Serve and Deploy Models#
Deploy and serve models with NeMo Evaluator’s flexible deployment options. Select a deployment strategy that matches your workflow, infrastructure, and requirements.
Overview#
NeMo Evaluator keeps model serving separate from evaluation execution, giving you flexible architectures and scalable workflows. Choose who manages deployment based on your needs.
Key Concepts#
Model-Evaluation Separation: Models serve via OpenAI-compatible APIs, evaluations run in containers
Deployment Responsibility: Choose who manages the model serving infrastructure
Multi-Backend Support: Deploy locally, on HPC clusters, or in the cloud
Universal Adapters: Request/response processing works across all deployment types
Deployment Strategy Guide#
Launcher-Orchestrated Deployment (Recommended)#
Let NeMo Evaluator Launcher handle both model deployment and evaluation orchestration:
# Launcher deploys model AND runs evaluation
nv-eval run \
--config-dir examples \
--config-name slurm_llama_3_1_8b_instruct \
-o deployment.checkpoint_path=/shared/models/llama-3.1-8b
When to use:
You want automated deployment lifecycle management
You need multi-backend execution (local, Slurm, Lepton)
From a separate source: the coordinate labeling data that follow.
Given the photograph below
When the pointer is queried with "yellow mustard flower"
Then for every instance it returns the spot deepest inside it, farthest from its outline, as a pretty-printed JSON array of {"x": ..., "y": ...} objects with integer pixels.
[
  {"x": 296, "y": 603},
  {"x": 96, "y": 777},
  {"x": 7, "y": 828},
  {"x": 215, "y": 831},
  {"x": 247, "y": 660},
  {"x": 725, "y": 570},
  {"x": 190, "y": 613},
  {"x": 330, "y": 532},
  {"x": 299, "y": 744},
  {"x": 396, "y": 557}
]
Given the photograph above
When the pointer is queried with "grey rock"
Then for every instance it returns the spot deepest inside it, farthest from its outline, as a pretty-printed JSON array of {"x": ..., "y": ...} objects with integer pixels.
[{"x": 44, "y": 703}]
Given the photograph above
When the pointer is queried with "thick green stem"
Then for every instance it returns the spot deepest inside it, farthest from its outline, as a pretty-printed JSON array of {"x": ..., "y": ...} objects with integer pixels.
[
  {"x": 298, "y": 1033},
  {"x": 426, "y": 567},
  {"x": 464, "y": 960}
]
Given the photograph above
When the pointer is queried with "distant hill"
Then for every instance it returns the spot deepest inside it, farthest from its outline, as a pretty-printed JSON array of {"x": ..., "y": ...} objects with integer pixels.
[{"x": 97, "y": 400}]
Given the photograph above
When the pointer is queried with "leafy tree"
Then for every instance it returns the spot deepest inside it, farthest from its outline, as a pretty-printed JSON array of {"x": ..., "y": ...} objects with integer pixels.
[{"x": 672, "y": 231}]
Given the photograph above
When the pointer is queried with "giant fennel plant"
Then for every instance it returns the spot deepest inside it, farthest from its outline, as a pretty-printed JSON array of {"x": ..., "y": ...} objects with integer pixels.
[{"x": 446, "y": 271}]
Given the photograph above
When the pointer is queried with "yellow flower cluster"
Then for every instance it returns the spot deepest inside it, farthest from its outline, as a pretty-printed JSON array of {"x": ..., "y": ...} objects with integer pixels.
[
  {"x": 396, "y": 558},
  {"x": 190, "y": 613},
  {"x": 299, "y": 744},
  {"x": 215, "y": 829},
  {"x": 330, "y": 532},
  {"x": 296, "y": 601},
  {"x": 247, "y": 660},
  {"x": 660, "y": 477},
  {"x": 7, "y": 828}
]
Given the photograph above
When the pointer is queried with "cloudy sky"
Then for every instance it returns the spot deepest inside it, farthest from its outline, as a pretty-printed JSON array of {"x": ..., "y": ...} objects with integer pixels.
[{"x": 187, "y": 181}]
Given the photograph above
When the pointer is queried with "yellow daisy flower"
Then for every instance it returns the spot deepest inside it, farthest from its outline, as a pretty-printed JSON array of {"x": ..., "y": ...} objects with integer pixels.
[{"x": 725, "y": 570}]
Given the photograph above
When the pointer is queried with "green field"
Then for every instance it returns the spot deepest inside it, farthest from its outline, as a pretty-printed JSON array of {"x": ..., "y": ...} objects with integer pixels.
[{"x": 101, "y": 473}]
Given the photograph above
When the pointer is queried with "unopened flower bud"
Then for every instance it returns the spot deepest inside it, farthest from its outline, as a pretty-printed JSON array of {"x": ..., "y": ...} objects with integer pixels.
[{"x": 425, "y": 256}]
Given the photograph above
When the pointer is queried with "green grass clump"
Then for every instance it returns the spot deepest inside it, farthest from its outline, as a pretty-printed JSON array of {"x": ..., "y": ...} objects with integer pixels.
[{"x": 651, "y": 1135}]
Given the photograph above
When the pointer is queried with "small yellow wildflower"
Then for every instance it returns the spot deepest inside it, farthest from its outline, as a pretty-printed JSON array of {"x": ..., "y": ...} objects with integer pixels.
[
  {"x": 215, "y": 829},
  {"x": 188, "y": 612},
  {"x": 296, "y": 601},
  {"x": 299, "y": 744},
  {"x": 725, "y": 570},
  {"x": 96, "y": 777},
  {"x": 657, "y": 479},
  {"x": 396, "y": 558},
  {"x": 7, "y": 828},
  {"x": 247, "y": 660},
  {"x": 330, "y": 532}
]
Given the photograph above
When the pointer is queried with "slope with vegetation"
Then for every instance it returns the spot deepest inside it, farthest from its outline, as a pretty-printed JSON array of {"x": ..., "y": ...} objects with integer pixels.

You prefer integrated monitoring and cleanup
You want the simplest path from model to results
Supported deployment types: vLLM, NIM, SGLang, or no deployment (existing endpoints)
See also
For detailed YAML configuration reference for each deployment type, see the Configuration in the NeMo Evaluator Launcher library.
Bring-Your-Own-Endpoint#
You handle model deployment, NeMo Evaluator handles evaluation:
Launcher users with existing endpoints:
# Point launcher to your deployed model
nv-eval run \
--config-dir examples \
--config-name local_llama_3_1_8b_instruct \
-o target.api_endpoint.url=http://localhost:8080/v1/completions
Core library users:
from nemo_evaluator import evaluate, ApiEndpoint, EvaluationTarget, EvaluationConfig, ConfigParams
api_endpoint = ApiEndpoint(url="http://localhost:8080/v1/completions")
target = EvaluationTarget(api_endpoint=api_endpoint)
config = EvaluationConfig(type="mmlu_pro", output_dir="./results")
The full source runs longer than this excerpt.